The concept of strategic voting will have some part to play in this month’s federal election and in the Nanaimo-Ladysmith riding.

Canadians are lucky, in many ways, when it comes to our electoral system, because we get to make choices.

We can choose to vote for something we want. But we can also choose to vote ‘strategically,’ that is to say, vote against something we don’t want. The concept of strategic voting will have some part to play in this month’s federal election. It comes with a multi-party, first-past-the-post electoral system.

It’s difficult to say what impact strategic voting will have in Nanaimo-Ladysmith, for a couple of reasons. The latest polls have shown enough separation locally that voters can be reasonably confident their ballot won’t ‘split the vote,’ though we know, at the same time, that polls can be unreliable.

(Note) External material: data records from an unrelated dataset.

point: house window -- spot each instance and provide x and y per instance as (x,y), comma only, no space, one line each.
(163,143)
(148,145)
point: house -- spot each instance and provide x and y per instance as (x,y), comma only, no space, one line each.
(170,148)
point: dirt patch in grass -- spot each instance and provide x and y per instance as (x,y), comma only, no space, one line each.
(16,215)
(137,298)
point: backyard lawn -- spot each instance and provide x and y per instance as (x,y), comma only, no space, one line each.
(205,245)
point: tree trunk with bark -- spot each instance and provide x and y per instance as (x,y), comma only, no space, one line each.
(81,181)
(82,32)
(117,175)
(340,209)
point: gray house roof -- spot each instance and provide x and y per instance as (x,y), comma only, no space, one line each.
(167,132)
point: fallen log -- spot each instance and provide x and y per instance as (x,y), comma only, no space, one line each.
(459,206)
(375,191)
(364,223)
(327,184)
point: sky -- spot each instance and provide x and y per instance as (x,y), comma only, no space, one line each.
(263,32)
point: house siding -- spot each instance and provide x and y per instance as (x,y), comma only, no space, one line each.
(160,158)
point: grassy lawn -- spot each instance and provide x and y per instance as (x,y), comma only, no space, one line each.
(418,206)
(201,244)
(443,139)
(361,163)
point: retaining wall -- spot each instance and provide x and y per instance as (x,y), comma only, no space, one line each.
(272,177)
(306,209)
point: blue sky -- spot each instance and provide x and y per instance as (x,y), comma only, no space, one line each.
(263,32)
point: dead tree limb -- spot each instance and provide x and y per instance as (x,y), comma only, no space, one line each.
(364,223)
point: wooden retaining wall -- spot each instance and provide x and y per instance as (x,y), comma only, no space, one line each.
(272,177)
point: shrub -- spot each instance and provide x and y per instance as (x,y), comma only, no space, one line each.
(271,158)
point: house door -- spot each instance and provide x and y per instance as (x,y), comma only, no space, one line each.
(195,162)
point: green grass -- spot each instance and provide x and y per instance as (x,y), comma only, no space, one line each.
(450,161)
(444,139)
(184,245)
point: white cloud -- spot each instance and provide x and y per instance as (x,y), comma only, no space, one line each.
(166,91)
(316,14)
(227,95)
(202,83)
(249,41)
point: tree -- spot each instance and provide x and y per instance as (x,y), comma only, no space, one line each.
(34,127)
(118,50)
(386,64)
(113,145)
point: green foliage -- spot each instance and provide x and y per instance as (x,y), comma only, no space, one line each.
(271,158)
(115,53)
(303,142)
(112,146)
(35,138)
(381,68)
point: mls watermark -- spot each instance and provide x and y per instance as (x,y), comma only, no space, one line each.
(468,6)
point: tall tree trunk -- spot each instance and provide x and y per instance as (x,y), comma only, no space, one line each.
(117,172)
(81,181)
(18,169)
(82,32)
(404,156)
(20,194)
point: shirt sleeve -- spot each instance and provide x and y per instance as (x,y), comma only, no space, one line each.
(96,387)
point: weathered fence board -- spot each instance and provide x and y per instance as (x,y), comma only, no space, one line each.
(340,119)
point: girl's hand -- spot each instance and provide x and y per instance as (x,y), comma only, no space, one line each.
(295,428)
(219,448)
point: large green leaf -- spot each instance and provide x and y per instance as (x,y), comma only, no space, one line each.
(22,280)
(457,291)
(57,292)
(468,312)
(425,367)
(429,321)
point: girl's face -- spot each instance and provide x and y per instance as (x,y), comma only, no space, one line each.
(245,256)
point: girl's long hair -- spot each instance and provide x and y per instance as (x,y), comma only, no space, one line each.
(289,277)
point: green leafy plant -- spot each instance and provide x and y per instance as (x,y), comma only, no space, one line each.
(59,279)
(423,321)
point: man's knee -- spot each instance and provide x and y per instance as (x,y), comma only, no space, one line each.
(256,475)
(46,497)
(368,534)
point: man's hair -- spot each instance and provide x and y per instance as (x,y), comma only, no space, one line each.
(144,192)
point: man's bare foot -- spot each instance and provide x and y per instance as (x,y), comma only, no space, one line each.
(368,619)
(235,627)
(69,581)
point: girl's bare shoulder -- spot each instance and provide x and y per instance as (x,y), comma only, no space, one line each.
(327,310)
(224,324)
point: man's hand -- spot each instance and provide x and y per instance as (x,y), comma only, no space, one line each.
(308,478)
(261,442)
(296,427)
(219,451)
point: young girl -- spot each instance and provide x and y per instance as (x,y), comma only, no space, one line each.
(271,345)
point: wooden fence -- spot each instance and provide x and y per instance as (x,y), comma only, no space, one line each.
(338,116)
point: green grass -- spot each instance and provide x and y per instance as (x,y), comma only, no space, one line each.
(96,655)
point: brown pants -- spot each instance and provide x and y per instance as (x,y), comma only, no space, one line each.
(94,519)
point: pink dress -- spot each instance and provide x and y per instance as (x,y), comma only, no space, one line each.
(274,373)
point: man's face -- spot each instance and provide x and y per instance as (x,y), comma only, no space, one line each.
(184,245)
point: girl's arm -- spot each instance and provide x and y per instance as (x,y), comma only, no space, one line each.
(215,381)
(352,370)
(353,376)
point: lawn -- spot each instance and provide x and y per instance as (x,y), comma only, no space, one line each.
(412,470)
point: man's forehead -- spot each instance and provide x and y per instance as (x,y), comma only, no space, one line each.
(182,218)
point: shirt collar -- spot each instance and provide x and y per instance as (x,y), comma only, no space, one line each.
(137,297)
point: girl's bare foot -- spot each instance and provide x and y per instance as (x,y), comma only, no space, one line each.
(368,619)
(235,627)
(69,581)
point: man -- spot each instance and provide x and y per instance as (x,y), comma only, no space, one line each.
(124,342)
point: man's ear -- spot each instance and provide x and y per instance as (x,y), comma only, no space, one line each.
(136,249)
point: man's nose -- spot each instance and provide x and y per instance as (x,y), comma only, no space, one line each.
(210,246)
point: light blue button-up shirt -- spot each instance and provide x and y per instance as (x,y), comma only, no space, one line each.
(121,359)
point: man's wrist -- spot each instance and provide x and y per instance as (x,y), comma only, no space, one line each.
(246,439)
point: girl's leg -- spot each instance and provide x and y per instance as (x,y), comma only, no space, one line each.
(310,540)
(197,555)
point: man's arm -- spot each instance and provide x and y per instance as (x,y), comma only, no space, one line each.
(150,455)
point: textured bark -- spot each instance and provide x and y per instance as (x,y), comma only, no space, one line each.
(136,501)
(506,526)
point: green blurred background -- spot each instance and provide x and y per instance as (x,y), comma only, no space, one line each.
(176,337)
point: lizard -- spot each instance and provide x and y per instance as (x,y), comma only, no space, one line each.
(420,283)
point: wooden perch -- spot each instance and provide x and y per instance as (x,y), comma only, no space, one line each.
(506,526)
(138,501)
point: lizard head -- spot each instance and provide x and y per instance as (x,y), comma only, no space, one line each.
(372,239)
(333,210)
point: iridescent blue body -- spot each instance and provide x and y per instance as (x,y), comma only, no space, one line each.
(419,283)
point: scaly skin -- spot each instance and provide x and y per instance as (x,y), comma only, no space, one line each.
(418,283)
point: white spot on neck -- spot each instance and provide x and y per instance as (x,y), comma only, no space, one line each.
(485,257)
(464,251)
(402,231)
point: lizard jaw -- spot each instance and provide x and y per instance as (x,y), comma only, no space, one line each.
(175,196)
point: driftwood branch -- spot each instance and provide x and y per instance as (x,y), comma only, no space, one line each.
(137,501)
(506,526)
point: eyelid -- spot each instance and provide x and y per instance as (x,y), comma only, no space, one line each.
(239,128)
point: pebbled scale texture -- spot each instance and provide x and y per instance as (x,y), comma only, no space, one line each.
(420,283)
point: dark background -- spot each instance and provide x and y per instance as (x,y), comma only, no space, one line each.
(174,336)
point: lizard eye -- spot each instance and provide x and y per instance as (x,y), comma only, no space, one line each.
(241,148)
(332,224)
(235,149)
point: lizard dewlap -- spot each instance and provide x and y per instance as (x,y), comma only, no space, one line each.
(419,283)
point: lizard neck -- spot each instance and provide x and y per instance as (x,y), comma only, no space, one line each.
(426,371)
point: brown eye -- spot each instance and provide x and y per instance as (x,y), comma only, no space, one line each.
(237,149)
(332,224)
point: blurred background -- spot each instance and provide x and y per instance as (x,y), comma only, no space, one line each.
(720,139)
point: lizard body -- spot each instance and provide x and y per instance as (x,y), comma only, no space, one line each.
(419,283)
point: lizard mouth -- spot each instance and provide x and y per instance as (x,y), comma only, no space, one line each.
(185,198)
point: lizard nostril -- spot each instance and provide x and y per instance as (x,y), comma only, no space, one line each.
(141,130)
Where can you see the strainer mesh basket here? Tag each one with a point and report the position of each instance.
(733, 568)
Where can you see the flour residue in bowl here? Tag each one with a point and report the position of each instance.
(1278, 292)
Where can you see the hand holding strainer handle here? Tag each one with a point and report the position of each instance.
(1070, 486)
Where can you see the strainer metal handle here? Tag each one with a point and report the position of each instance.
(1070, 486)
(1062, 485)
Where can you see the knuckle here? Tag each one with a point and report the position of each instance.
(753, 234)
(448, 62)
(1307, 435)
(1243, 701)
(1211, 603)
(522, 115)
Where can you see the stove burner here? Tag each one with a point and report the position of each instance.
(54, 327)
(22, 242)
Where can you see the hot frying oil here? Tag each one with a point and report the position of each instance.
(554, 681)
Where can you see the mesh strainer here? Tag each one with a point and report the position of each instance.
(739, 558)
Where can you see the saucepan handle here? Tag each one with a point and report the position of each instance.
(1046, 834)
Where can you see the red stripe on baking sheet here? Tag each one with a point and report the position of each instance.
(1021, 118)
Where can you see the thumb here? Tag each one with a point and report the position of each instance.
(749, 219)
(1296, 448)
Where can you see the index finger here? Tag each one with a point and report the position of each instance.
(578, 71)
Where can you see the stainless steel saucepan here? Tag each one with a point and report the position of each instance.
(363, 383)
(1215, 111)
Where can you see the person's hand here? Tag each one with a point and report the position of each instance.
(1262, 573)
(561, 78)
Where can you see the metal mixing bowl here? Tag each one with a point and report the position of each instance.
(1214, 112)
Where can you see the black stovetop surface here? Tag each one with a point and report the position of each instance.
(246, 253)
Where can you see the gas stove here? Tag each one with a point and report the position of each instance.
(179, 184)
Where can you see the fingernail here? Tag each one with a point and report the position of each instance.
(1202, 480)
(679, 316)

Another consideration is the redrawn electoral boundaries. Nanaimo-Ladysmith doesn’t have a voting history, because it’s a brand-new riding. ‘Vote-splitting’ could be a major factor here, or it could have a minimal impact, and that sense of unknown might lead to people voting strategically, just in case.

Some would argue that strategic voting is contradictory to the tenets of democracy. We don’t believe that to be true. Individual voters have the right to decide how they want to vote, and why they want to vote that way, for their personal reasons. If voting against a particular party – rather than voting for their preferred party – will get them closer to what they want, then maybe, for some Canadians, that’s enough.

And as for those who vote for what they want, and demand the very best Canada and won’t compromise and don’t have a second choice, how could anyone argue that those people are wasting their vote?